Critical Thinking Exercise

A tricky but important thing to teach critical thinking students is how to distinguish illegitimate ad hominem attacks from legitimate questions about a source of information. There’s a nice example in this article on Katie Roiphe.  Roiphe wrote a book back in the 1990s arguing that feminist claims about date rape were overblown and that feminism was monolithically anti-sex. A lot of it took the form of personal anecdotes well-summed-up by Rebecca Traister as “I’m too sexy for this movement”. She supported her claim that rape statistics were overblown by noting that none of her friends ever told her they’d been raped. Katha Pollit, in a review, asked, “if Katie Roiphe was your friend, would you tell her if you were raped?” Roiphe now says that she found this an extremely personal and inappropriate attack. Could be a nice exercise to get students to explain why in this case, but not in most, it is legitimate to talk about the nature of an author’s friendships. Of course, there’s also the weakness of anecdotal evidence to be discussed. Lots of good stuff here that could bring politically interesting material into critical thinking courses! On an interesting side note, I was pleased to read that Roiphe’s book is apparently responsible for making lots of young women into active feminists– they got angry and decided they wanted to do something.

2 thoughts on “Critical Thinking Exercise

  1. This article in Psychology Today made my blood boil:

    Choice quote from its text:
    “Most women benefit from polygyny, while most men benefit from monogamy. … When there is resource inequality among men—the case in every human society — most women benefit from polygyny: women can share a wealthy man.
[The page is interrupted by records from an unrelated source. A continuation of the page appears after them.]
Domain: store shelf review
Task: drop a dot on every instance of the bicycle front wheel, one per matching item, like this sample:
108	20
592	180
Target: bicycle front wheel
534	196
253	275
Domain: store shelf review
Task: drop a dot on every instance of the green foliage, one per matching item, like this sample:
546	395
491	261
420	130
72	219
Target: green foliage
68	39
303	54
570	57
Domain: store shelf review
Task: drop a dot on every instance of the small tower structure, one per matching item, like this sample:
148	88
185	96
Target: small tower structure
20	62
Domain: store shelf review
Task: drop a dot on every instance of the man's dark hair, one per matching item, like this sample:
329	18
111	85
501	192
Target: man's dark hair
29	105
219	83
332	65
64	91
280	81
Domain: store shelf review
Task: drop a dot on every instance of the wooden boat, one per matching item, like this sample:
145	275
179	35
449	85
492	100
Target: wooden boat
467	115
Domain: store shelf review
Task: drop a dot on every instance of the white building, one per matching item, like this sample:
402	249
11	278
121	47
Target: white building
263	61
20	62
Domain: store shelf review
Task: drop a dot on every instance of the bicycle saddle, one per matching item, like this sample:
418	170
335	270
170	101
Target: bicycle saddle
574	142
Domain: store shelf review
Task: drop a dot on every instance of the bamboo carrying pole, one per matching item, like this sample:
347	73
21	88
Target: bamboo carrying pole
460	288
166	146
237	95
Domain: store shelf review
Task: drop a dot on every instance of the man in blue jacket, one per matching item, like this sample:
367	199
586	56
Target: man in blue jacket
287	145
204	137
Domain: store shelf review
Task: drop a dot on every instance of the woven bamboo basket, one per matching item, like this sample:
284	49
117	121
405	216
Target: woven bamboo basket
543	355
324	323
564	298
Under monogamy, they are stuck with marrying a poorer man.”

    Note that there’s not even a perfunctory qualifier identifying said women as “women of yore” or “women in ancient societies” or even “women in patriarchal societies”. The authors explicitly state they’re talking about ALL men and ALL women without reference to cultural/chronological context.

    I took the article apart in a blog post today:

  2. Wow. I am stunned that an article like this even got published. There are so many fallacies here it’s hard to know where to begin. For starters, the logic behind it relies almost exclusively on darwinian speculation and dismisses socialization outright as a factor in sexual behavior. I’m disturbed by the use of pseudo-science here to justify so many androcentric attitudes. Possibly this sexist science revival attempt is really an attempt to generate hype for the authors’ forthcoming book.